Neurodevelopment and neurodegeneration
Our brains are our communication organs. At the macro scale they enable us to communicate with one another, and at the micro scale they operate on the basis of well orchestrated cell-to-cell communications. We are building technologies to model communication networks in vitro, with the long term goal of modeling mechanisms of disrupted cellular communications that may play important roles in neurodevelopmental and neurodegenerative disorders such as autism and Alzheimer’s disease.
Studying cellular-level biology requires new tools that can manipulate samples at the micron scale. We are developing microfluidic instrumentation and other microsystems that automate sample handling and analysis of volumes at the nL scale and below.

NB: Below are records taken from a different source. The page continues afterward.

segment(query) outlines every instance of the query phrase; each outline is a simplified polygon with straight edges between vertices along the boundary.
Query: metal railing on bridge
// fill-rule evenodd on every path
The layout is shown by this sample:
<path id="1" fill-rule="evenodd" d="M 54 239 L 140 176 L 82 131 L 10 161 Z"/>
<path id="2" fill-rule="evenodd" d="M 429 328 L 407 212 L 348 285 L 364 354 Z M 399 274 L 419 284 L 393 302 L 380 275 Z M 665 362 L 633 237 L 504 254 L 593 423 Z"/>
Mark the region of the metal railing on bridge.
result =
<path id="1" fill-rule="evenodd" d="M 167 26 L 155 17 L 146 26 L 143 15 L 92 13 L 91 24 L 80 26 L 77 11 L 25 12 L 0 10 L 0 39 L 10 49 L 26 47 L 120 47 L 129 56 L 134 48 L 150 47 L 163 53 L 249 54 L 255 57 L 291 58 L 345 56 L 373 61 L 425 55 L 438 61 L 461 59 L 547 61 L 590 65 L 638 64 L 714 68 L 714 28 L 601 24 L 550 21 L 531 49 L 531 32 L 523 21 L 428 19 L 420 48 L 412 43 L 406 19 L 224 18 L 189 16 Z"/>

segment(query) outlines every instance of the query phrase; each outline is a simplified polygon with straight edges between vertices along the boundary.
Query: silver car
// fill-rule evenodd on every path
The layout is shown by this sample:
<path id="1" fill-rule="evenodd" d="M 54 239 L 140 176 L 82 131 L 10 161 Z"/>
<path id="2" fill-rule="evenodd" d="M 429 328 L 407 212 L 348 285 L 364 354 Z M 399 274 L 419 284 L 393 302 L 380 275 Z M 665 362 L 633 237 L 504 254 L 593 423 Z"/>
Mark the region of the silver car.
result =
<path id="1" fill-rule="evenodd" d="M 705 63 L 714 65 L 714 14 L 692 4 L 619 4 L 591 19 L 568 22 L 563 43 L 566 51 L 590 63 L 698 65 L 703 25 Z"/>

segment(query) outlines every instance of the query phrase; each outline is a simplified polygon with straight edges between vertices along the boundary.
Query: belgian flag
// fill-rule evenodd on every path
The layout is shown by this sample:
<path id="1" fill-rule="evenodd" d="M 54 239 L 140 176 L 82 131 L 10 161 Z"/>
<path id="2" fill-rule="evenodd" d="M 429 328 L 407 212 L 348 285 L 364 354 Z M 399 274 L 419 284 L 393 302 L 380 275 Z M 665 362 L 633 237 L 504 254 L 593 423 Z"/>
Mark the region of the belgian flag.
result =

This involves instrument design and engineering, as well as the development of new microfabrication techniques.
Biological samples are chemically complex. To achieve the chemical resolution needed to understand biology, we employ separation techniques such a UHPLC and CE. We develop assays to improve targeted hormone detection by these methods, and instrumentation to improve analytical performance and achieve separations of nL – pL sample volumes.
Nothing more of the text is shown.